The recommendation suggests raising the tax-free annual income limit to Rs 1.2 million for married individuals and Rs 1 million for unmarried individuals. Economists, business leaders, government officials, and policy stakeholders involved in the discussions argued that the existing tax slabs no longer reflect Nepal’s current economic realities, particularly in urban areas where household expenses have increased sharply in recent years.
The proposal reflects a broader concern that middle-income groups are gradually facing greater financial pressure despite stagnant income growth. Inflation in housing, education, transportation, healthcare, and daily consumption has steadily increased the cost of living, especially in major cities. In such a context, many stakeholders believe the current tax threshold has become outdated and is placing disproportionate pressure on salaried citizens.
The recommendation to revise the exemption ceiling is therefore being interpreted not only as a tax adjustment, but also as an attempt to restore purchasing power and stimulate domestic economic activity. Analysts say increasing disposable income among middle-class households could support consumption-driven sectors of the economy, including housing, automobiles, retail trade, and services.
Another important proposal discussed during the meetings involves providing tax incentives for first-time buyers of land, houses, and vehicles. Stakeholders argued that such targeted relief measures could encourage formal economic transactions while simultaneously supporting sectors currently experiencing weak demand. Nepal’s real estate and automobile sectors have both witnessed slower activity in recent years due to high interest rates, declining consumer confidence, and tighter liquidity conditions.
The discussions also highlighted growing demand for reforms in Nepal’s tax administration system itself. Participants strongly recommended the full implementation of a faceless and paperless tax audit system aimed at making revenue administration more transparent, accountable, and technology-driven.
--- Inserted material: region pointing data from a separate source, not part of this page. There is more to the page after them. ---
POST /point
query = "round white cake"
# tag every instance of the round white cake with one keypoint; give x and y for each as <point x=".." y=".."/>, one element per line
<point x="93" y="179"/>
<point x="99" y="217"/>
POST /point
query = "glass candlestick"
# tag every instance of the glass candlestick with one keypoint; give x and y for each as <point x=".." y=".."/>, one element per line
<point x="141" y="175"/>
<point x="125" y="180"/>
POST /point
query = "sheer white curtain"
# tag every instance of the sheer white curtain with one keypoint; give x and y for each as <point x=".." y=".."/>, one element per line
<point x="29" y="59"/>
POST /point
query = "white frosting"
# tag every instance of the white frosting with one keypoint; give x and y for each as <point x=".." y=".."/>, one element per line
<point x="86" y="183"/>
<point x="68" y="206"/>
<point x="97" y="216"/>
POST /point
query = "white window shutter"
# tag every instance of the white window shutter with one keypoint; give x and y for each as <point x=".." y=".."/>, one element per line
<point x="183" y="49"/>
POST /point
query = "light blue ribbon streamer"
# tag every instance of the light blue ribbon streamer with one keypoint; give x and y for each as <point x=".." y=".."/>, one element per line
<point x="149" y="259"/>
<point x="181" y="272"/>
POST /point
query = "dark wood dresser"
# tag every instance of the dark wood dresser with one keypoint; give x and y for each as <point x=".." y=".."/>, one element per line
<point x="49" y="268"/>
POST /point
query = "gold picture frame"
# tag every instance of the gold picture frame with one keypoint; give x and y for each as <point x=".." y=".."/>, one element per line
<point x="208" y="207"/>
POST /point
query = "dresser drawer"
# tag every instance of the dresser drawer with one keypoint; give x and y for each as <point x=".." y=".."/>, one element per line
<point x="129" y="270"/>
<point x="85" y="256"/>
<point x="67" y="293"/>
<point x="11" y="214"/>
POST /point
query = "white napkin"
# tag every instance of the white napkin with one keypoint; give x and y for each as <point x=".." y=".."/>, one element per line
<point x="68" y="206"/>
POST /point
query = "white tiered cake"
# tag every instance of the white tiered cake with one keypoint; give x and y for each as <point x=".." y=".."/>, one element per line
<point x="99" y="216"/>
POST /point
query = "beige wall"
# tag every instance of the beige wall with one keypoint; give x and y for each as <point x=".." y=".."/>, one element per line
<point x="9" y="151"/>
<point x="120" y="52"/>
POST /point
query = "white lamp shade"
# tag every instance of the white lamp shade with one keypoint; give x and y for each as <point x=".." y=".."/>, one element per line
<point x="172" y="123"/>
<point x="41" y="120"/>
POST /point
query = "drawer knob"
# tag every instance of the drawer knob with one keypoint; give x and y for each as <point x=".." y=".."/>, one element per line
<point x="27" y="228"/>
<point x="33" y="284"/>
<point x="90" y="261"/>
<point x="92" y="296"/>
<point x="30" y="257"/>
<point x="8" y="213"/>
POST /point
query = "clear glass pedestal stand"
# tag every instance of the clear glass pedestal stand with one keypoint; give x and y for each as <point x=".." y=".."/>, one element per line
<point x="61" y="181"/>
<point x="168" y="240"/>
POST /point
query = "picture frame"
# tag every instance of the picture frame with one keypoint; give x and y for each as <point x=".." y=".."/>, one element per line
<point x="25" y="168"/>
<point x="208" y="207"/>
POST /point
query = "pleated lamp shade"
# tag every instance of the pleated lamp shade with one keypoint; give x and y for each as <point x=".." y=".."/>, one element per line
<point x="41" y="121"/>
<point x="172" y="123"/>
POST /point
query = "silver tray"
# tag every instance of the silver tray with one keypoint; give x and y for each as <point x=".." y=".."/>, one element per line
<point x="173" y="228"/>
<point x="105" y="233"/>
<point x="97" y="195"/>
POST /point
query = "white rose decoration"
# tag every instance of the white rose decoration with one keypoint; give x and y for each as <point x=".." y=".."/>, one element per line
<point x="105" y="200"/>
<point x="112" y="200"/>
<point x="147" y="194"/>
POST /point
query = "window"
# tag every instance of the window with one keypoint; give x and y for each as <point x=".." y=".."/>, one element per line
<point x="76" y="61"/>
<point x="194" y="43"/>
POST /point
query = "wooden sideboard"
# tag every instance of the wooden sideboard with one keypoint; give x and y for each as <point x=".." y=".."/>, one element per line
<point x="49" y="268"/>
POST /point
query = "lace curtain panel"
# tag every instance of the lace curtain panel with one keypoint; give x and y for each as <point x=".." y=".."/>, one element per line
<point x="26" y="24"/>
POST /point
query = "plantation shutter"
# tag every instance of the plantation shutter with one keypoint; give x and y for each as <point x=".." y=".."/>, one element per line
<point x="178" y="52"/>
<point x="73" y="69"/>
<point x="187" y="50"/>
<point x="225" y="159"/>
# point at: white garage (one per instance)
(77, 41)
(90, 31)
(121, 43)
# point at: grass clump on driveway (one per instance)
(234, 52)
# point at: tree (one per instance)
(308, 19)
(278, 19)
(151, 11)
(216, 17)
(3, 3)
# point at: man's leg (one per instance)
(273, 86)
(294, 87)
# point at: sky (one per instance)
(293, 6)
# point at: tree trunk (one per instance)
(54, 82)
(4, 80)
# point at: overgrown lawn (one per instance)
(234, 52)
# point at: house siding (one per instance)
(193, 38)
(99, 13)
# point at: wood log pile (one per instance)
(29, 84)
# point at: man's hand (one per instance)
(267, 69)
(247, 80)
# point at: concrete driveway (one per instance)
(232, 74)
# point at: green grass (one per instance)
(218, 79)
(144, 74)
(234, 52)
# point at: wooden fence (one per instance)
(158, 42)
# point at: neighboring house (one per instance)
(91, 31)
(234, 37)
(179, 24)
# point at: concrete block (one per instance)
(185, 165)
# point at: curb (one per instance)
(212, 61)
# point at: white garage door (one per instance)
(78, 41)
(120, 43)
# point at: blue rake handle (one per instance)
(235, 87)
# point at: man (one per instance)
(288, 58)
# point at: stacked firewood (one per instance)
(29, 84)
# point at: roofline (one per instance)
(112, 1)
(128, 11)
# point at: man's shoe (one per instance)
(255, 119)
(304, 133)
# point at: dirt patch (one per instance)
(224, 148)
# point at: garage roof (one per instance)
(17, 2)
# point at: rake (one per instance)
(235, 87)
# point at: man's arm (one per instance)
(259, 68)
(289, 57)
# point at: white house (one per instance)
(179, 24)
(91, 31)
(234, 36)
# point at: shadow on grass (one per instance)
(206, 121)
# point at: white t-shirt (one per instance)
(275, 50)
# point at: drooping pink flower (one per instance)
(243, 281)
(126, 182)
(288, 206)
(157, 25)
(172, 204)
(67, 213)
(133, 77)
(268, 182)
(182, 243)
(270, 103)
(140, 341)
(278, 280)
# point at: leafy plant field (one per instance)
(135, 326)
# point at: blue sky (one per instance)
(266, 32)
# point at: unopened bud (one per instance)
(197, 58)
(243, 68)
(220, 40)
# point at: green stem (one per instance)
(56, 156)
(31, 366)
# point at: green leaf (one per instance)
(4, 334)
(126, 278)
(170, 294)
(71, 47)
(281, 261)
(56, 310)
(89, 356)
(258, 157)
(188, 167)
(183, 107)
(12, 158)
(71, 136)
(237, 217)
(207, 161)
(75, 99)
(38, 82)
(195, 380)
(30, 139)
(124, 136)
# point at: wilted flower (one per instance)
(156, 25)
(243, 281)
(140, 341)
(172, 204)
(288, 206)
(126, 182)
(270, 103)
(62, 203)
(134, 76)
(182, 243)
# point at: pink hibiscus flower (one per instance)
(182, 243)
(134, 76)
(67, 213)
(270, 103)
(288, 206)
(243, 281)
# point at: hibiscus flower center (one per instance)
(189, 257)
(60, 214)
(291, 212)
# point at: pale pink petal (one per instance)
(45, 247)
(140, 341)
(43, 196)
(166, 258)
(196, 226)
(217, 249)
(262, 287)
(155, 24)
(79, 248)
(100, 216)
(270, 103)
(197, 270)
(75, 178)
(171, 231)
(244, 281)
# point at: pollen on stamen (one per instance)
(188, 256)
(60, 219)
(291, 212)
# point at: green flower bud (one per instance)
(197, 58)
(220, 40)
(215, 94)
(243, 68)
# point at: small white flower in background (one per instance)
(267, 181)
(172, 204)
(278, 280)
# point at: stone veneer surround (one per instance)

The recommendation carries particular significance because Nepal’s tax system has long faced criticism over bureaucratic complexity, procedural delays, and concerns regarding discretionary practices during tax audits. Business communities have repeatedly argued that excessive paperwork and face-to-face audit processes often create uncertainty and increase compliance burdens. A fully digital audit system is therefore being viewed as a potential step toward reducing administrative friction while improving trust between taxpayers and revenue authorities.
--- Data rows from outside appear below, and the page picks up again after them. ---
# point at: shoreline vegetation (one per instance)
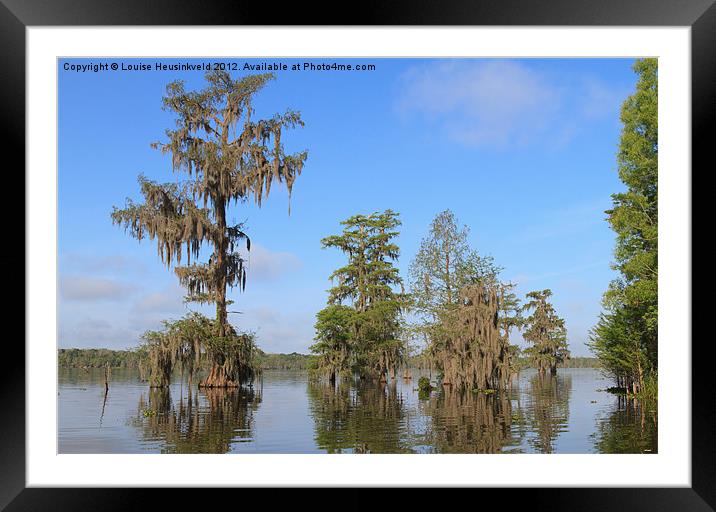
(464, 313)
(130, 359)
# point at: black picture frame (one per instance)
(16, 15)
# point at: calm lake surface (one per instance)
(286, 413)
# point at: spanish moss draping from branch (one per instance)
(226, 157)
(473, 355)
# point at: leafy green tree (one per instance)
(226, 156)
(370, 332)
(443, 265)
(335, 326)
(458, 296)
(625, 339)
(546, 331)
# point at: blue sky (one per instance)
(522, 151)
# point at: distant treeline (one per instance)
(99, 357)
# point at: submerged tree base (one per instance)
(218, 378)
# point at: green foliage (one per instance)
(443, 265)
(364, 336)
(625, 338)
(181, 343)
(546, 332)
(465, 313)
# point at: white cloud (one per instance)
(278, 331)
(267, 265)
(503, 104)
(78, 288)
(492, 102)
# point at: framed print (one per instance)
(419, 251)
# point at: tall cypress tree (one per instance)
(225, 156)
(625, 339)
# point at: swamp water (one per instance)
(286, 413)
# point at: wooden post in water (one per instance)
(106, 378)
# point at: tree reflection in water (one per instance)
(367, 417)
(205, 421)
(471, 422)
(630, 428)
(547, 409)
(360, 417)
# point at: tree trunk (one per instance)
(218, 378)
(220, 248)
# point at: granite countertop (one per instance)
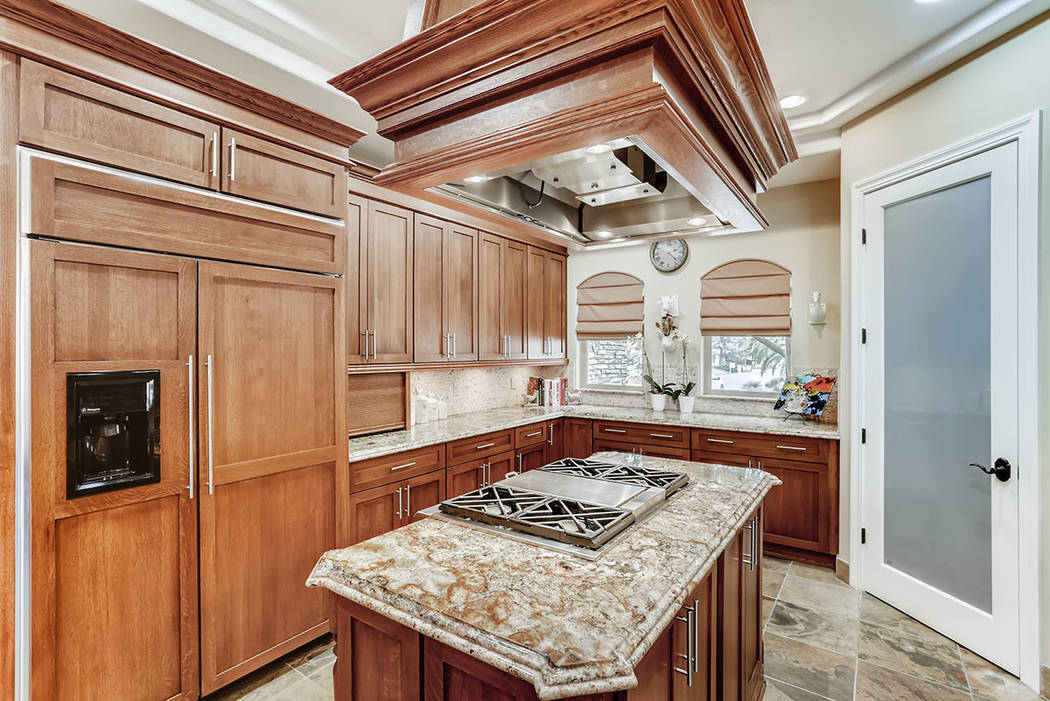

At the same time, the proposal to bring the scrap business sector under mandatory Value Added Tax (VAT) coverage indicates the government’s continuing focus on expanding the formal tax base. Stakeholders argued that large segments of the scrap trade continue operating informally despite handling significant financial transactions. Bringing the sector into the VAT system could help reduce revenue leakage and improve overall tax compliance.
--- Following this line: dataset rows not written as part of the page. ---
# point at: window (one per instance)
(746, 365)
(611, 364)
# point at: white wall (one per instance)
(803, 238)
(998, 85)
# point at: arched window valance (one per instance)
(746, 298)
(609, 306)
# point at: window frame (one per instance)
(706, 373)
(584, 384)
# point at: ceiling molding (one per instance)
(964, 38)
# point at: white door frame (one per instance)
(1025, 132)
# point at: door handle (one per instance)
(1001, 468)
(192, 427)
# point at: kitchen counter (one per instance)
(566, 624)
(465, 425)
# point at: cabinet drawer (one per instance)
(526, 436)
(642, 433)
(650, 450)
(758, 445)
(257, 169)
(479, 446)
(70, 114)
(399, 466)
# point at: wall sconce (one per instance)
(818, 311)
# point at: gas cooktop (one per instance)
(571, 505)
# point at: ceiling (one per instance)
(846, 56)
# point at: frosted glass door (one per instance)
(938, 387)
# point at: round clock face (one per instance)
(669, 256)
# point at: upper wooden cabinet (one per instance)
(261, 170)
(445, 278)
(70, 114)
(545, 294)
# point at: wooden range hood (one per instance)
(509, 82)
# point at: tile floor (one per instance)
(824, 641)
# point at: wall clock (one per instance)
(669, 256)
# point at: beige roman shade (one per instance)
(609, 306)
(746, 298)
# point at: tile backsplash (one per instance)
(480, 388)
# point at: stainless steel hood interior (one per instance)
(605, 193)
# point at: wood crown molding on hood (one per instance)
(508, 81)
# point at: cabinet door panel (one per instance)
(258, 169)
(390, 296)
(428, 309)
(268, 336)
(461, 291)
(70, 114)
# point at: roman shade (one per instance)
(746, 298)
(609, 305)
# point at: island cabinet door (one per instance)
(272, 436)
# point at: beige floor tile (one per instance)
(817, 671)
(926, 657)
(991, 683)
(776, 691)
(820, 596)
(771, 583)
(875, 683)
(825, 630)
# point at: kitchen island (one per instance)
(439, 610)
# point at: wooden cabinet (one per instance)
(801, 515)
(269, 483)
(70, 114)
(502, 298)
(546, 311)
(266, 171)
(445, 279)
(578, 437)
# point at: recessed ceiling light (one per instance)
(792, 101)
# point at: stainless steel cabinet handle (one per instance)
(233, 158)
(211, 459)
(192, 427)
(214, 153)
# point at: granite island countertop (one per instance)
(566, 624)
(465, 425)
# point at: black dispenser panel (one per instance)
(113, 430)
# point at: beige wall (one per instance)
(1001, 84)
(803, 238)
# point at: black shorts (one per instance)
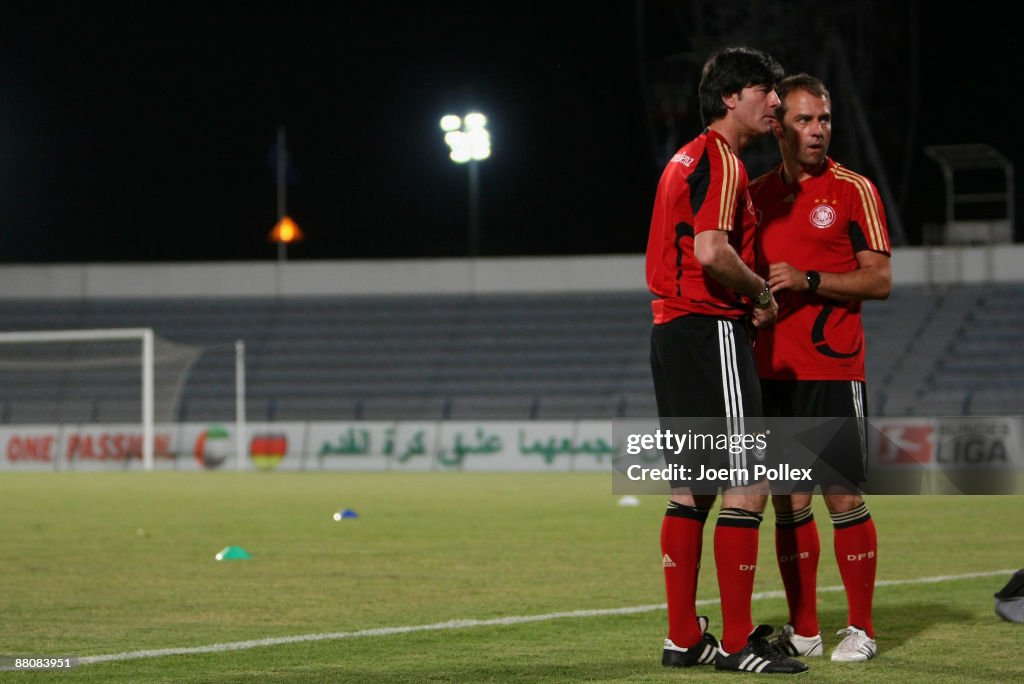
(704, 369)
(830, 420)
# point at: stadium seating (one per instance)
(931, 351)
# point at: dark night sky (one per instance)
(140, 131)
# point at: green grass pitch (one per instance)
(122, 564)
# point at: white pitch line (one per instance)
(496, 622)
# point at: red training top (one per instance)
(817, 224)
(702, 187)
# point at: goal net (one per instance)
(93, 376)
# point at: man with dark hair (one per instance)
(823, 244)
(698, 265)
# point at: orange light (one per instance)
(286, 231)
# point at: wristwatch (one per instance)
(763, 300)
(813, 281)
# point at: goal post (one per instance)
(25, 354)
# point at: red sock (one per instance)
(857, 555)
(682, 538)
(798, 550)
(735, 560)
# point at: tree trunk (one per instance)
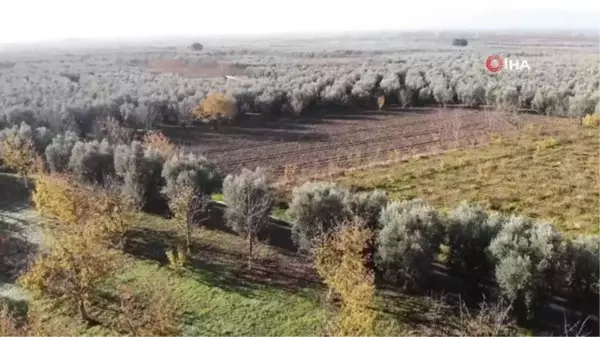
(83, 312)
(250, 246)
(188, 239)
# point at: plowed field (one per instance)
(344, 140)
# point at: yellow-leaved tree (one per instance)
(216, 107)
(61, 199)
(73, 270)
(340, 260)
(19, 154)
(78, 260)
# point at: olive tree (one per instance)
(316, 208)
(249, 201)
(92, 161)
(527, 257)
(583, 263)
(469, 233)
(140, 170)
(58, 152)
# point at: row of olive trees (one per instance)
(276, 85)
(527, 260)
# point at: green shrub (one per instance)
(316, 208)
(583, 263)
(527, 257)
(469, 233)
(409, 241)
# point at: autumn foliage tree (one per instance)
(59, 198)
(186, 204)
(18, 153)
(74, 268)
(340, 261)
(159, 142)
(215, 108)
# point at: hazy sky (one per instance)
(34, 20)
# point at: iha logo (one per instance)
(495, 63)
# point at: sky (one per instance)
(49, 20)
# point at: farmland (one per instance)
(375, 185)
(343, 140)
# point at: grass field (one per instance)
(280, 296)
(547, 171)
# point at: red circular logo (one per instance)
(494, 63)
The broader message emerging from the discussions is that the government is facing increasing expectations to balance revenue collection with economic relief measures. Nepal’s economy continues to experience sluggish private sector expansion, weak industrial confidence, and moderate consumer spending despite improving liquidity conditions in the banking system. In such circumstances, tax policy is increasingly being viewed not merely as a revenue tool, but as an instrument for economic stimulation and confidence building.
The recommendations also reveal a growing shift in public debate regarding the role of taxation in Nepal’s economy. Rather than focusing solely on increasing state revenue, discussions are now increasingly centered around how tax structures affect household consumption, investment behavior, and economic sentiment. This marks a gradual transition toward a more policy-oriented debate on taxation and economic growth.
Whether the government incorporates these recommendations into the final budget remains uncertain. However, the discussions have already intensified expectations from businesses, salaried employees, and ordinary taxpayers who are looking to the upcoming budget not only for fiscal management, but also for practical economic relief in an increasingly expensive economic environment.